The computer can have dedicated stream processors for the main things outlined above, and any spare processors can be used for programmes that only require a small amount of processing time.
I wanna GPU in place of a CPU. o.O
Wouldn't that be faster anyhow..
like quad core gpu 4 a cpu!
Teh awesomeness!!!!!!!!!!
@Mick: Why would AMD want to put stream processing on their chips? Hardly anybody uses tasks that demand it, and those that can represent a very small segment of the industry. It's hard enough to parallelize code as is, but to have to engineer your code such that it shys away from random access memory, and rely on purely cached data? No thanks. Only very specific tasks can even fit into that paradigm, and on the desktop, they are very few. Most processes can't be "streamed" because they're too complex, and really, what is the point? CPUs are very underutilized as is, so 12% "potential" CPU savings is nothing. I'd rather have them spent the research time try to develop better memory controllers for the tasks we *do* generally run.
@BB: I agree that a stream processor is not the solution. What could be held though from Mick's thoughts is the use of "lightweight" processors for common repeated tasks that require significant less resources. We could be using an asymetric multiprocessor CPU: two to four full featured cores like the ones used in Phenoms and Core's and one or two very simple, very energy efficient processors that could handle common OS tasks and some lightweight processes. This would require a new programming model (how does one define a process as lightweight?) and apparently new scheduling algorithms for the OS, but the gains - especially in the case of energy consumption - could be significant. Imagine using a system that could work with the power consumption of an Atom processor when doing things like email and word processing and the processing capabilities of an i7 while making Matlab computations or encoding tasks.

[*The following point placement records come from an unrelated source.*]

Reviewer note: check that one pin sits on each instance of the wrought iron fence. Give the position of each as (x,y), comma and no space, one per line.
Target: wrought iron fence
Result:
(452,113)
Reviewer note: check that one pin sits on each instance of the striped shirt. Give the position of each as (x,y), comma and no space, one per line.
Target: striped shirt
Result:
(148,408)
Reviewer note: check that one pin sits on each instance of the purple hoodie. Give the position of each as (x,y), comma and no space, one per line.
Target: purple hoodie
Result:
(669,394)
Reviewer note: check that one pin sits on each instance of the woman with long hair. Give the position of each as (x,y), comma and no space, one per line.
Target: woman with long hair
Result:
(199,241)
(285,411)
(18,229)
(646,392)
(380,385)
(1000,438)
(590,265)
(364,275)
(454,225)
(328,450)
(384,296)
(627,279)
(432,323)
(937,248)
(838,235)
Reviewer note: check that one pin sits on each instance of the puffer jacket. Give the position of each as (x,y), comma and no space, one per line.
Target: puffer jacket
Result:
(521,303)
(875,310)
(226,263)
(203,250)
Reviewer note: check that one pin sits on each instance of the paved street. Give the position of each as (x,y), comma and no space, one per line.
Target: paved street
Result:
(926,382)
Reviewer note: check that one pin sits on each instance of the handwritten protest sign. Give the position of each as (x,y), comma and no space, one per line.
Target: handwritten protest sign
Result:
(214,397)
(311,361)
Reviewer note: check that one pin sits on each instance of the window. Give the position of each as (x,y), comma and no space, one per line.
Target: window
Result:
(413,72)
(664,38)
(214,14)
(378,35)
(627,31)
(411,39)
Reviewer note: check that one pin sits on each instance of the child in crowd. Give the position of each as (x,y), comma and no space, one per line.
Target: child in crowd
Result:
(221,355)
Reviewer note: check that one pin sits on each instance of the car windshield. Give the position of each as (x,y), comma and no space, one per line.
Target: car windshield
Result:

yeah, and then admire teh awesomeness when you won't even be able to run ms word, let alone crysis. there's a huge difference between fixed function and x86.
Larrabeeeee!!!!!!!!!
If you want I/O or network ops to be freed from burdening the CPU, shouldn't their engines be optimized to more of the work? Intel/AMD control the south bridges, let them get together to create a standard to offload the work--otherwise you'll have a crapload of new api's to coordinate the stream processing.